Con todo, la legislatura autonómica precedente, la de 2015-2019, ha sufrido solo algunos episodios puntuales respecto al impacto de Parlamentos fragmentados en la acción de los gobiernos autonómicos. Entre ellos, la ruptura del gobierno de coalición entre Coalición Canaria y PSOE en diciembre de 2016, que se saldó con la salida del gobierno canario de los socialistas; la entrada en el gobierno de Castilla-La Mancha de Podemos en agosto de 2017, lo que le permitió ensayar con el PSOE su primer gobierno de coalición a nivel regional; y los cambios en la Presidencia de la Comunidad de Madrid (Ángel Garrido por Cristina Cifuentes) y en la Región de Murcia (Fernando López Miras por Pedro Antonio Sánchez), debidos a las dimisiones de sus presidentes ante la amenaza de sendas mociones de censura presentadas por la oposición por sus presuntas actividades de corrupción política.

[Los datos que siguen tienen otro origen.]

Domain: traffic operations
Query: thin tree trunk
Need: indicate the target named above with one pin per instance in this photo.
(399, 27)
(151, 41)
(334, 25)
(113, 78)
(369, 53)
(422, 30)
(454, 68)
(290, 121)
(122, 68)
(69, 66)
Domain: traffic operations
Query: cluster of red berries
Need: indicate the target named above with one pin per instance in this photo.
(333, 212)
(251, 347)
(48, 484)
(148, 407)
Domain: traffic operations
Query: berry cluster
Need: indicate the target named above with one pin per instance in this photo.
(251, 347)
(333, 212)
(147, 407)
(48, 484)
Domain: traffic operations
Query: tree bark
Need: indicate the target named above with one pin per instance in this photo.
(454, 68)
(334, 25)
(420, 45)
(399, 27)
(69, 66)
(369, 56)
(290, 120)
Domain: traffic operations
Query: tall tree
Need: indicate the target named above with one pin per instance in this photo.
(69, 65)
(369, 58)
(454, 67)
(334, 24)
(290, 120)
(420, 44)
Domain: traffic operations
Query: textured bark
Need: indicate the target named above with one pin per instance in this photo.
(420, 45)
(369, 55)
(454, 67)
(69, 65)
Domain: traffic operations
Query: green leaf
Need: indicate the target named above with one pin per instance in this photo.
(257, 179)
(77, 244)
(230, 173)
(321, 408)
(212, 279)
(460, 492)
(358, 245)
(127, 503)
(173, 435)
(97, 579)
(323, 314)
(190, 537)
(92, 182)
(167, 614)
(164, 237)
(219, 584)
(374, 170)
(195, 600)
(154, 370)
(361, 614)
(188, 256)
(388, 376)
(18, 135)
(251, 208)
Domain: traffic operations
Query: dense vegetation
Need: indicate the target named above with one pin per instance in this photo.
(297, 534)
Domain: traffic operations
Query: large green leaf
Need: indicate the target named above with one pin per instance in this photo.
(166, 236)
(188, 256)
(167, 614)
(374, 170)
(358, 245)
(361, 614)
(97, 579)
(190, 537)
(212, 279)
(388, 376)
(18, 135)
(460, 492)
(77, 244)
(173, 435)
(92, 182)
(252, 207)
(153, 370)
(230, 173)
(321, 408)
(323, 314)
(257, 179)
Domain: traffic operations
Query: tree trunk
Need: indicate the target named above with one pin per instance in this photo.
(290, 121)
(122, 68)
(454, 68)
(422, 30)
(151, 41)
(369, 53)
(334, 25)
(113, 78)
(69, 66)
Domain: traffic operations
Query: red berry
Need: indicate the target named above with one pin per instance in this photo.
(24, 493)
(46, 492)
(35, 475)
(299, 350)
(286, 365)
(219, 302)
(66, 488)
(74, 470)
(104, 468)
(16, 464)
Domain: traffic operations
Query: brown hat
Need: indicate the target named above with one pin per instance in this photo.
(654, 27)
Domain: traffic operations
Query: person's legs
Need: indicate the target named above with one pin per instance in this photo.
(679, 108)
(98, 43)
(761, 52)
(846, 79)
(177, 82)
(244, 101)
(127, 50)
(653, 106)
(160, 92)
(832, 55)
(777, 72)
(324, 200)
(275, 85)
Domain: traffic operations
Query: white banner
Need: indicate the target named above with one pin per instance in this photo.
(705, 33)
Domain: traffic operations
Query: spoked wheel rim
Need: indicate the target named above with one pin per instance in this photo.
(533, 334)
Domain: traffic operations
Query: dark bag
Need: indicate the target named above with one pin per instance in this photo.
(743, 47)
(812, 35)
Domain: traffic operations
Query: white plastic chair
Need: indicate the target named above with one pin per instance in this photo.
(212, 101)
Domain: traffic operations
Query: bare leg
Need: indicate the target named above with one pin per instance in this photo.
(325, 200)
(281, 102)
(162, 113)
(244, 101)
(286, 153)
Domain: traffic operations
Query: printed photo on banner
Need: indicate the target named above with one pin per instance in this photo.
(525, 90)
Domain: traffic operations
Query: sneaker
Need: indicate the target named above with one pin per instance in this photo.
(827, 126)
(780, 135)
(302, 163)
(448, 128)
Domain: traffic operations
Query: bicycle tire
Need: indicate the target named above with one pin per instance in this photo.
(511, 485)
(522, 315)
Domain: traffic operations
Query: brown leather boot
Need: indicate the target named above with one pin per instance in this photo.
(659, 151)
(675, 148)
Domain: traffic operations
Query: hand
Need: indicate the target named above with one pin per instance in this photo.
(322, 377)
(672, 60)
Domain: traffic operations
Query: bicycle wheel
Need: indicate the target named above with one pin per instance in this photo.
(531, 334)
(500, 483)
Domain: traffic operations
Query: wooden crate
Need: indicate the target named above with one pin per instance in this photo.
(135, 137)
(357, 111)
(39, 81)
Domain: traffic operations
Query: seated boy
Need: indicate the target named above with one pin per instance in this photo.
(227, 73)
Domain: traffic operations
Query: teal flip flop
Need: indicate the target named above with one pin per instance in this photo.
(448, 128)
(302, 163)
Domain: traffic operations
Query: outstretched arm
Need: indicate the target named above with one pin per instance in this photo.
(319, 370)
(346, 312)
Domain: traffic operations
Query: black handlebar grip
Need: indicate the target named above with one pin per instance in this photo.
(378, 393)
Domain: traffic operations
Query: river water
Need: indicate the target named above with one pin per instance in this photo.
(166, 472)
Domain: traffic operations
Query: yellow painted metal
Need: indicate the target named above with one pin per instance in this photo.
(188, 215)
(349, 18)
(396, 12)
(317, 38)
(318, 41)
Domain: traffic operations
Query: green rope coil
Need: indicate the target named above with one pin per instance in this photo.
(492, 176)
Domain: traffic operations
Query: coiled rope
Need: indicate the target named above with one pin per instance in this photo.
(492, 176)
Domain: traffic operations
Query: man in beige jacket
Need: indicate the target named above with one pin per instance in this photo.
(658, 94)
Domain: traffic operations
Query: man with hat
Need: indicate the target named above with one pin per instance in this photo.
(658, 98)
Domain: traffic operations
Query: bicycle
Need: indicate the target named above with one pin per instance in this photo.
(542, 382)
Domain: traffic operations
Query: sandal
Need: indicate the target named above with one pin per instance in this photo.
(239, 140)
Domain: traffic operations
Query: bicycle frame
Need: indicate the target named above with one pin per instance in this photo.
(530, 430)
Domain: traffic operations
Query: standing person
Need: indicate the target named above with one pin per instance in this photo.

Pero, en la legislatura 2019-2023, a los actores ya conocidos se ha sumado uno nuevo, Vox, que promete no hacer tan fácil la estabilidad de los Gobiernos a los que incluso dice apoyar. Véase si no el ejemplo de Andalucía, donde, por ahora, ya han optado por anunciar su bloqueo a los presupuestos si los socios del Gobierno, PP y Cs, se empeñan en desconocer sus demandas. En fin, parece que el mal llamado bipartidismo, ahora sí, también a nivel autonómico ha llegado a su fin.